Using rational approximations, what statement is true?

To evaluate the statements, let's analyze each one carefully:

1. √49 > 7:

   • We know that √49 = 7. Therefore, this statement is false.

2. √49 < 7:

   • Since √49 = 7, this statement is also false.

3. √48 > √36:

   • We know that √36 = 6. To find √48, we can recognize that √48 is approximately √(4×12) = 2√12. The value of √12 is around 3.464, so 2√12 is approximately 6.928. Since 6.928 > 6, this statement is true.

4. √48 < √36:

   • Given that √48 > 6, this statement is false.

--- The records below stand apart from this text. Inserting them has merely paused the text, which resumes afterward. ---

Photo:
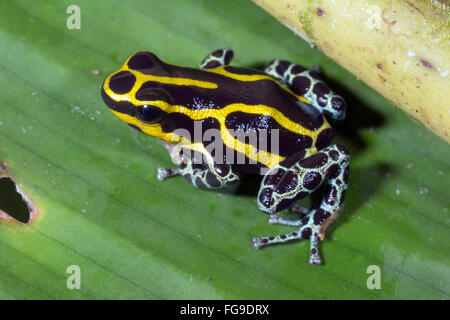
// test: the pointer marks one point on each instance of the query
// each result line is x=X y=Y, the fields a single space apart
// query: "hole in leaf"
x=12 y=202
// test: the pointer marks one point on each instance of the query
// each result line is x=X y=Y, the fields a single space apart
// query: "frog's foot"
x=164 y=173
x=295 y=178
x=305 y=83
x=218 y=58
x=299 y=209
x=306 y=229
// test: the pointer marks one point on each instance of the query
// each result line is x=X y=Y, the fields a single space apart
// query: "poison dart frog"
x=192 y=109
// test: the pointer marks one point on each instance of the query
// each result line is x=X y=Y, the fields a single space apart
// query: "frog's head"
x=133 y=95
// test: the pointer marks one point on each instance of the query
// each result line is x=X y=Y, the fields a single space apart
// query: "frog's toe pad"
x=164 y=173
x=258 y=242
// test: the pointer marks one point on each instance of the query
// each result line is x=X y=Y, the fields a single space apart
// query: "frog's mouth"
x=121 y=106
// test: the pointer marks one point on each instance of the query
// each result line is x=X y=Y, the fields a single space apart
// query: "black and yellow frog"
x=182 y=106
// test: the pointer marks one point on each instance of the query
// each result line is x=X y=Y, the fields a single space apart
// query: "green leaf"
x=101 y=207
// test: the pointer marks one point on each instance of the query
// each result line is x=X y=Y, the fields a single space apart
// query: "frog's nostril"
x=107 y=100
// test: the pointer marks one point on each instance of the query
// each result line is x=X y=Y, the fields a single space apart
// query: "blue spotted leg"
x=295 y=178
x=203 y=176
x=305 y=83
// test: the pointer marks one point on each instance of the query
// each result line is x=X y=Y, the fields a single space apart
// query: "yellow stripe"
x=229 y=140
x=255 y=77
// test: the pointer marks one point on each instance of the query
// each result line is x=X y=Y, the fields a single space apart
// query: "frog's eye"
x=152 y=94
x=148 y=114
x=122 y=82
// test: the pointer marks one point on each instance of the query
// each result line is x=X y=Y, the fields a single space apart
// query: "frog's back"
x=238 y=99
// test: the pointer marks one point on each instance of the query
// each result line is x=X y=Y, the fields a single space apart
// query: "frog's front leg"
x=295 y=178
x=218 y=58
x=305 y=83
x=203 y=176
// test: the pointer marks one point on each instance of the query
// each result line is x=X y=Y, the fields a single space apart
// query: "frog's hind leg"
x=218 y=58
x=295 y=178
x=306 y=83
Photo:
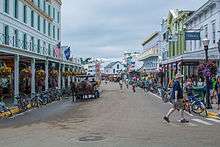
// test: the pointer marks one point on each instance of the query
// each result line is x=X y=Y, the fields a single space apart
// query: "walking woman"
x=218 y=90
x=177 y=100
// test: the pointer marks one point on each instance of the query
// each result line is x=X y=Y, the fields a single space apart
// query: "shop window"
x=44 y=26
x=38 y=23
x=16 y=8
x=6 y=35
x=25 y=14
x=32 y=18
x=6 y=6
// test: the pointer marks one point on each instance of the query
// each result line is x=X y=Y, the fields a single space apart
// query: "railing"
x=12 y=41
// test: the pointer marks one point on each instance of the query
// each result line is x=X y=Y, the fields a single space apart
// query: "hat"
x=179 y=75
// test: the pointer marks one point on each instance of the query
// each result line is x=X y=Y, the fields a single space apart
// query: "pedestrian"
x=120 y=83
x=176 y=99
x=218 y=91
x=200 y=83
x=133 y=87
x=73 y=88
x=127 y=83
x=213 y=90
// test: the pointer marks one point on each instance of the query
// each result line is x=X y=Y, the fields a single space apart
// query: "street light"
x=208 y=86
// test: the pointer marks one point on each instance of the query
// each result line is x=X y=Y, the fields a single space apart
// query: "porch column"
x=59 y=76
x=68 y=78
x=33 y=76
x=63 y=78
x=16 y=75
x=46 y=75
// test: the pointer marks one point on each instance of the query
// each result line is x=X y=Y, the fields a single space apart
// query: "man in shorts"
x=177 y=100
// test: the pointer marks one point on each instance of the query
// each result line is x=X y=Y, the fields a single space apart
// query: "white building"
x=114 y=68
x=206 y=20
x=151 y=55
x=30 y=33
x=164 y=39
x=131 y=61
x=90 y=68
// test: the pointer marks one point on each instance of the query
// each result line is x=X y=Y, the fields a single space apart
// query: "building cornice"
x=38 y=10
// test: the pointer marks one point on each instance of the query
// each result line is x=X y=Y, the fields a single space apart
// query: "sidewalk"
x=214 y=111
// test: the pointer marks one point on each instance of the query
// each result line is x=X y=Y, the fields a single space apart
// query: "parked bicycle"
x=194 y=104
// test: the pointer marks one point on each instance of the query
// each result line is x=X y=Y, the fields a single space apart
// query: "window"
x=49 y=29
x=38 y=23
x=32 y=43
x=58 y=34
x=49 y=11
x=49 y=49
x=32 y=18
x=38 y=3
x=213 y=32
x=16 y=38
x=6 y=6
x=6 y=34
x=206 y=31
x=44 y=6
x=44 y=48
x=200 y=41
x=195 y=44
x=58 y=17
x=16 y=8
x=53 y=32
x=53 y=13
x=38 y=46
x=25 y=41
x=118 y=66
x=44 y=26
x=190 y=45
x=25 y=14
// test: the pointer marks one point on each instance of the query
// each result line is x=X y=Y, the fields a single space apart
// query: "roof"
x=150 y=38
x=200 y=10
x=112 y=64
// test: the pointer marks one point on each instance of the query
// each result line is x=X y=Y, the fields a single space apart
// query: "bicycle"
x=194 y=104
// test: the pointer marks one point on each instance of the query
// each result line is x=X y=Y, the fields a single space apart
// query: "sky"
x=107 y=28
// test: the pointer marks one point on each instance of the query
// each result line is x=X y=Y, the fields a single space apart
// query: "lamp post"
x=208 y=86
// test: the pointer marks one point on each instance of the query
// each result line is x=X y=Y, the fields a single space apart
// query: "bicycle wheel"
x=198 y=107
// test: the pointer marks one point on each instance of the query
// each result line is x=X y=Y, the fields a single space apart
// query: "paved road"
x=118 y=118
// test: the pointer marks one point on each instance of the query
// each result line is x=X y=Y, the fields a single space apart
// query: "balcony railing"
x=12 y=41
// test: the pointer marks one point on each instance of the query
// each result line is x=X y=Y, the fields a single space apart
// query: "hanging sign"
x=192 y=36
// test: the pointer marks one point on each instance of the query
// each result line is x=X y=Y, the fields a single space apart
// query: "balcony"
x=12 y=42
x=37 y=9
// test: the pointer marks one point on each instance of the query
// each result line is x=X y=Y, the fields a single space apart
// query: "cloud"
x=105 y=28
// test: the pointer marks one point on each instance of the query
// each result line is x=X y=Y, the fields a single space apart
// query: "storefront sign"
x=192 y=36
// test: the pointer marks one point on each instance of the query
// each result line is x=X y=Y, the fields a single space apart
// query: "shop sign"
x=192 y=36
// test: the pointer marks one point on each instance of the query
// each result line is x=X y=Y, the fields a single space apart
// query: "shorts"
x=178 y=105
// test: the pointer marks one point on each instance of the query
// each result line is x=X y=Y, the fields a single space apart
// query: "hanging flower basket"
x=40 y=74
x=207 y=70
x=5 y=71
x=54 y=73
x=26 y=73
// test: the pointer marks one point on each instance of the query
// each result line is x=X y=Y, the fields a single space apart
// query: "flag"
x=67 y=53
x=57 y=50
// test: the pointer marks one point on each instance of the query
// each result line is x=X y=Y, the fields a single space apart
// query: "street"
x=118 y=118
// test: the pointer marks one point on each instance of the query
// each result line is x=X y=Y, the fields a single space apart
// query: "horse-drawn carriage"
x=86 y=89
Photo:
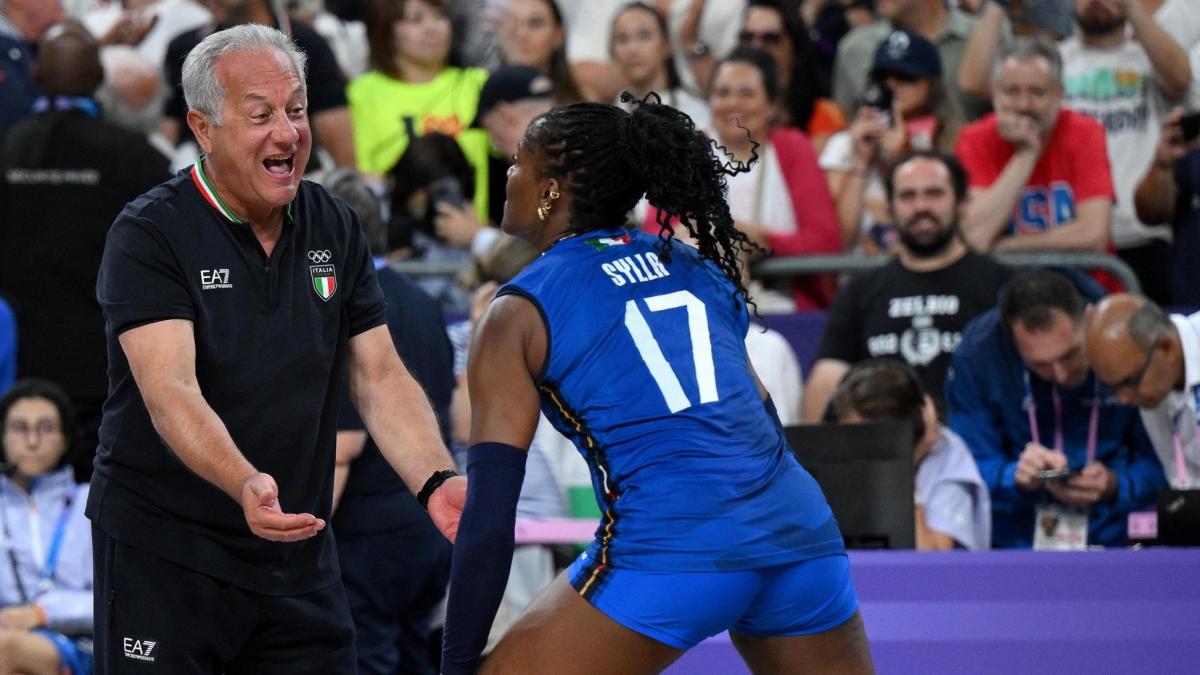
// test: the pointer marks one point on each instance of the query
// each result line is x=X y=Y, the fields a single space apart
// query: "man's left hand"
x=21 y=617
x=1090 y=485
x=445 y=506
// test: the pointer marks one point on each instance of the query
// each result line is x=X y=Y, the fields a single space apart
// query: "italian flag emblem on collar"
x=601 y=243
x=324 y=280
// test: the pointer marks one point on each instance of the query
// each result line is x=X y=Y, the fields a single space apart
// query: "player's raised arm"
x=508 y=346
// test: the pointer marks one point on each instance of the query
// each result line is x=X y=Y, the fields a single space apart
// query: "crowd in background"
x=931 y=131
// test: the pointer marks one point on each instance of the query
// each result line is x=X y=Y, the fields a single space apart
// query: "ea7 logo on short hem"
x=214 y=279
x=139 y=650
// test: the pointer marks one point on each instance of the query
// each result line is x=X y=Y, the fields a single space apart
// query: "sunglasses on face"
x=765 y=37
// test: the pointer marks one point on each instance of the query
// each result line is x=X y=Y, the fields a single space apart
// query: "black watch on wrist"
x=432 y=484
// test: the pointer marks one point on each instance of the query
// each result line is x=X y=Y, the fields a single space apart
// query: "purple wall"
x=1017 y=611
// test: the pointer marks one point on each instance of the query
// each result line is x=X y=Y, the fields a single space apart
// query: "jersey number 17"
x=652 y=353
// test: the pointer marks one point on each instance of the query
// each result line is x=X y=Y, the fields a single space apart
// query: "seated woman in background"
x=904 y=108
x=781 y=202
x=641 y=48
x=952 y=505
x=46 y=592
x=777 y=27
x=533 y=34
x=414 y=87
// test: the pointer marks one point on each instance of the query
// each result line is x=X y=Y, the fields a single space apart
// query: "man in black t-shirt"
x=915 y=306
x=240 y=300
x=327 y=95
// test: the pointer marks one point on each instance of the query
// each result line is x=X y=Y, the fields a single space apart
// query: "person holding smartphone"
x=1023 y=395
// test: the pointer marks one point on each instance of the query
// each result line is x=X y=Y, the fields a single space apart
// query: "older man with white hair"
x=239 y=303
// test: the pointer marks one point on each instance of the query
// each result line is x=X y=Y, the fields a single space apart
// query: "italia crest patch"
x=324 y=276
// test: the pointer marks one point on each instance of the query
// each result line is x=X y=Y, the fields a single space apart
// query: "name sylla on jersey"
x=636 y=268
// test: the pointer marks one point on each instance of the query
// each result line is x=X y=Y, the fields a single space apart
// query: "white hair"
x=202 y=87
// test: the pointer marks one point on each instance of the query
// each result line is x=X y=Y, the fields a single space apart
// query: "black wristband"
x=432 y=484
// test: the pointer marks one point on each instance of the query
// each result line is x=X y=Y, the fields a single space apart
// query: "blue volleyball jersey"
x=647 y=372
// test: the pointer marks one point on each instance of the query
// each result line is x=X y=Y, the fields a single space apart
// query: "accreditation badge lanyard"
x=1181 y=465
x=1057 y=526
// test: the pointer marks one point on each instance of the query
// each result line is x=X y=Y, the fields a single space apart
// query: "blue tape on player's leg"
x=483 y=551
x=771 y=410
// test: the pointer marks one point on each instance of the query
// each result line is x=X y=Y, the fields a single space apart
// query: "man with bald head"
x=65 y=173
x=1152 y=360
x=1053 y=443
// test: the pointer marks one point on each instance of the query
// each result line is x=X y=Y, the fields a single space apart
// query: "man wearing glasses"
x=1065 y=461
x=1152 y=360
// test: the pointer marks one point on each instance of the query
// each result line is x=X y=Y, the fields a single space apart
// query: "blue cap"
x=513 y=83
x=907 y=53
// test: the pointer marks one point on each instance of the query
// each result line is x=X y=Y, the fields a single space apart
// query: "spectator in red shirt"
x=1039 y=173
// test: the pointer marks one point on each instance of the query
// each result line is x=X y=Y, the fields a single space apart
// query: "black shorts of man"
x=239 y=300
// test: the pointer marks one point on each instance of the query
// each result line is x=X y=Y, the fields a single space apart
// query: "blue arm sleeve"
x=1141 y=479
x=483 y=553
x=772 y=411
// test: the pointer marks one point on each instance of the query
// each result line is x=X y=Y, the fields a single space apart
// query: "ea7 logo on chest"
x=324 y=276
x=214 y=279
x=139 y=650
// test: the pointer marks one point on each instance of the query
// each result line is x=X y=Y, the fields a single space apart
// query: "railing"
x=801 y=266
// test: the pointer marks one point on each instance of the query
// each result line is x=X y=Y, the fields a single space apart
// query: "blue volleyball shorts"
x=683 y=608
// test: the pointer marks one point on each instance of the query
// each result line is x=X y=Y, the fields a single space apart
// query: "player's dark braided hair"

From the analysis above, the true statement is:

√48 > √36.

are you sure

Let's carefully reevaluate the comparisons to ensure accuracy.

1. √49 > 7:

   • √49 = 7, so this is false.

2. √49 < 7:

   • Again, since √49 = 7, this is false.

3. √48 > √36:

   • We know that √36 = 6. Now for √48, we can simplify it to: \[ \sqrt{48} = \sqrt{16 \times 3} = 4\sqrt{3} \]
   • We know that √3 is approximately 1.732. Therefore, \[ 4\sqrt{3} \approx 4 \times 1.732 \approx 6.928 \]
   • Since 6.928 > 6, this statement is true.

4. √48 < √36:

   • This is the opposite of the prior statement, and since we've established that √48 > √36, this is false.

So, to confirm, the statement that is true is indeed:

√48 > √36.

Thank you for your patience, and the conclusion remains accurate.